Sheriff Korte said he ran for office because he felt the community was ready for change and he was the one who could provide it.
“The former sheriff did a good job but he had been there 20 years. I had new ideas and felt my experience in leadership positions in both law enforcement and the military would allow me to do a good job. I guess the community agreed because I was elected,” he said, adding that although he wasn’t met with any big surprises in his new position, he was expecting to get out of the office more. “I found that running the sheriff’s office is really like running a business. You have to manage the different departments, anticipate changes, oversee human resources, keep watch over the jail and operate within your budget. Most people don’t realize that as sheriff, you alone are responsible for how your entire office runs. It’s not like a municipal department where the mayor, city administrator and board make a lot of the decisions.”
One of his goals was to take a more proactive stance on criminal investigations and narcotics and another was to add staff to provide more service to the citizens. He accomplished both soon after taking office. He also undertook a small and inexpensive remodeling project that added 16 more bunks in the jail, taking them from 34 to 50 beds, “And we manage to keep them full most of the time!”
During his first year in office, Sheriff Korte also completed the former sheriff’s plan to update technology by bringing in a new server-based CAD RMS/JMS (records management system and jail management system).
Since that time, he’s focused on increasing their presence in the community. As part of that plan, this year they partnered with Bowling Green R-I School District to provide a fulltime school resource officer. The sheriff said he’s hoping to eventually bring the program to all schools in Pike County.
He said he also plans to continue working at solving past crimes to get restitution for victims, and to continue their proactive stance against illegal narcotics to curtail new crimes.
“We’re members of the East Central Drug Task Force and work very closely with them but we also have our own drug investigators. That pays off in more ways than one because the people involved in illegal drugs are also the ones out there stealing.
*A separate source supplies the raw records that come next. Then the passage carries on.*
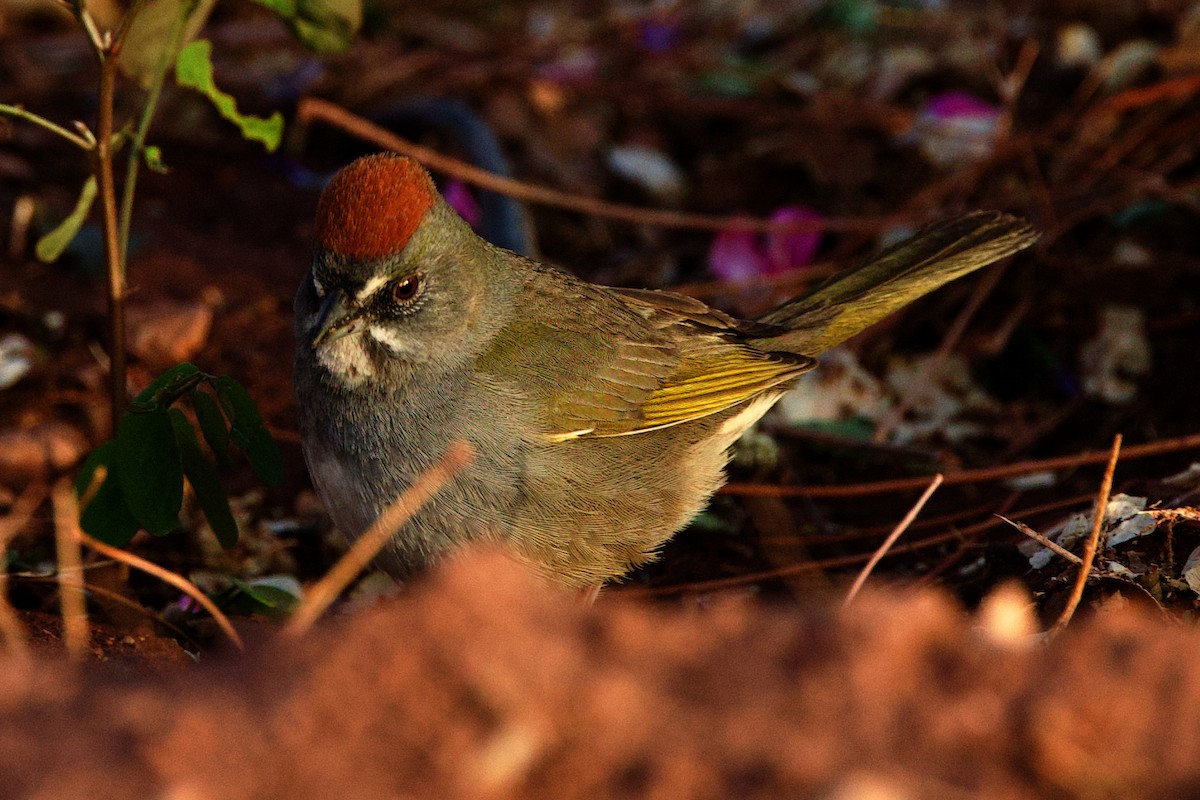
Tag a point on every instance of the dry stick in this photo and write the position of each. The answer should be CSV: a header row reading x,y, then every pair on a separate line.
x,y
166,576
1085,570
1042,539
72,601
966,476
18,516
118,599
312,108
837,561
903,525
367,546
Proactively investigating illegal drug activity has helped us solve a majority of our reported property crimes,” he said.
Sheriff Korte and his wife Angi have seven children, many of whom like to play sports, so when he’s not serving his community from behind the desk, he’s serving on the field or court as a softball, football, soccer or basketball coach, as a member of the VFW and as an active member of his church.
“I do what I can for my community. That’s what initially led me to this career and I plan to continue because that’s just who I am,” he said.